Public art commissions--how to find them, how to get them.
* First-hand advice from experienced public artists * Written by an artist for artists * Includes expert information on public art law
Learn how to find, apply for, compete for, and win a public art commission. First-hand interviews with experienced public artists and arts administrators provide in-the-trenches advice and insight, and a chapter on public art law, written by Barbara Hoffman, the country's leading public art law attorney, answers questions about this complex area. Packed with details on working with contracts, conflict, controversy, communities, committees, and more, The Artist’s Guide to Public Art shows artists the way to cut through the red tape and win commissions that are rewarding both financially and artistically.

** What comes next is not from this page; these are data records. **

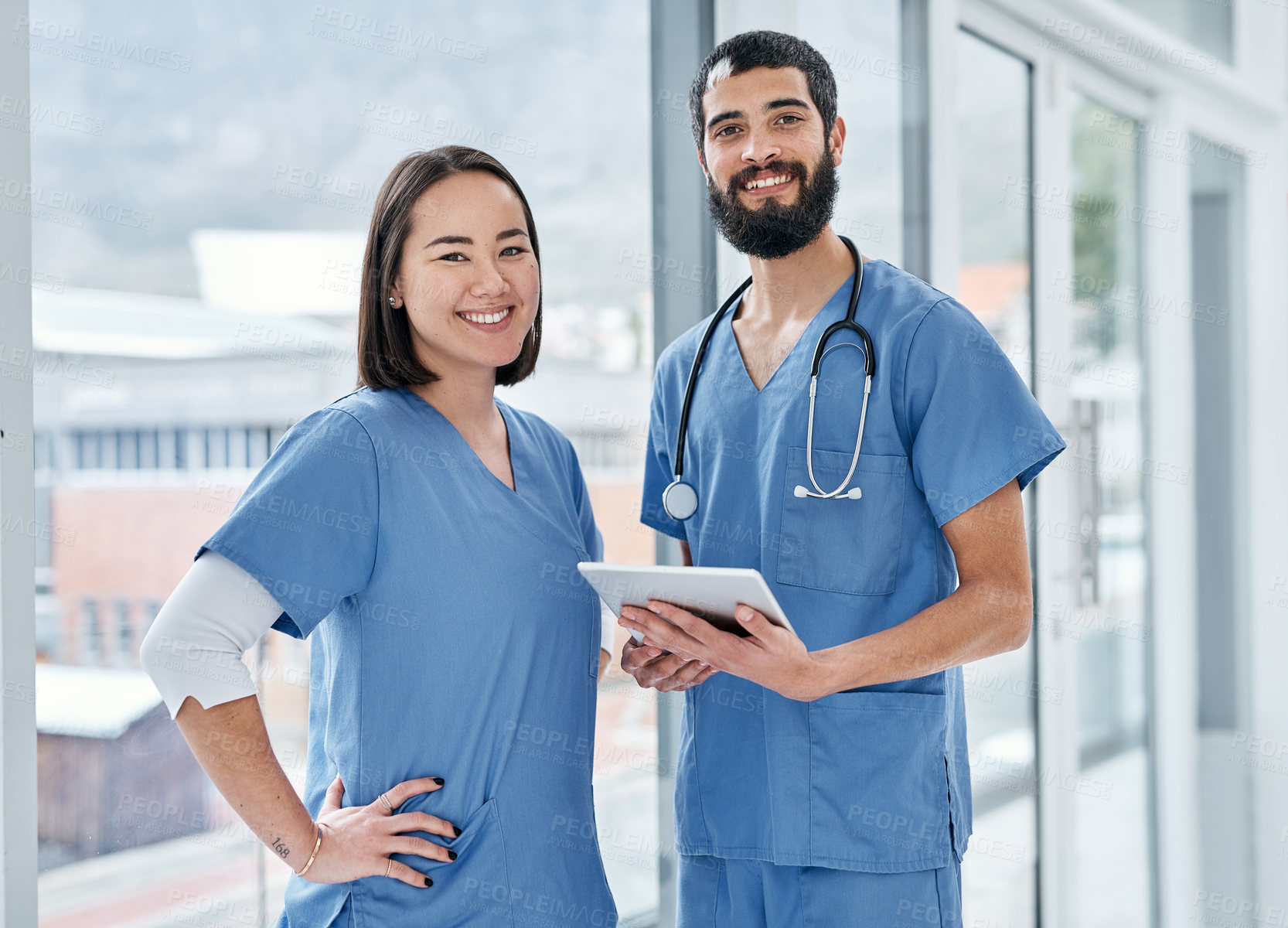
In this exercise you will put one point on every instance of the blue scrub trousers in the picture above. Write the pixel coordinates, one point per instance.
(721, 892)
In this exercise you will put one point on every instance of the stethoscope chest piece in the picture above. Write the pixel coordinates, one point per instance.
(680, 500)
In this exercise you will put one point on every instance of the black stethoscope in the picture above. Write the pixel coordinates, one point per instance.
(680, 500)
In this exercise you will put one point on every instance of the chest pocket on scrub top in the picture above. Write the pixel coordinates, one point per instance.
(843, 545)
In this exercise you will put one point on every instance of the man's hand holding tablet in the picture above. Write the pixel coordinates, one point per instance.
(690, 647)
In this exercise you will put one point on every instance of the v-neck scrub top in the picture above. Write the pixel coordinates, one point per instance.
(874, 779)
(450, 636)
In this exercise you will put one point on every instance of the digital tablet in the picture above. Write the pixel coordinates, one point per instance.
(711, 593)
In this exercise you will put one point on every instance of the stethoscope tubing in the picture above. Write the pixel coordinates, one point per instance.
(819, 353)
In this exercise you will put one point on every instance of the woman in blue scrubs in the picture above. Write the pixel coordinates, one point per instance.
(421, 534)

The book opens badly with a word from MJ Jacob stating the vision of the artist as a petty governmental bureaucrat waiting with the tin can that the powerful people will like their piece of propaganda.
The Introduction is on the same level. The artist has nothing to say. The artist is there use their skills to serve the goals of the elite, the same way a driver will drive the councilman or a Secret Service agent will kill the potential assassin.
The main issue arises from a misunderstanding on my part. I have read "Public Art" in the sense of arts that is accessible from the public space. Say a sculpture in a window or a mural up on the 10th floor of a private building. While the author does not exclude these aspects, the word public is used as in "Public School", meaning a secretive deal between a seller and an interested party in which the public is going to pay both the art piece and the bureaucrat's 5 star restaurant bills and the dealer's commission.
What is sickening in this book is that the assumed artist does not have a voice, not even some vague beliefs. Like in the Soviet Union the artist indexes the subjects, mediums and styles by the probability to empty the tin can labeled "art budget". Hence, the word artist is also misused and abused. Here, there is no art. Only a propaganda laborer ready to serve the goals of whomever can puncture the budget of some governmental institution.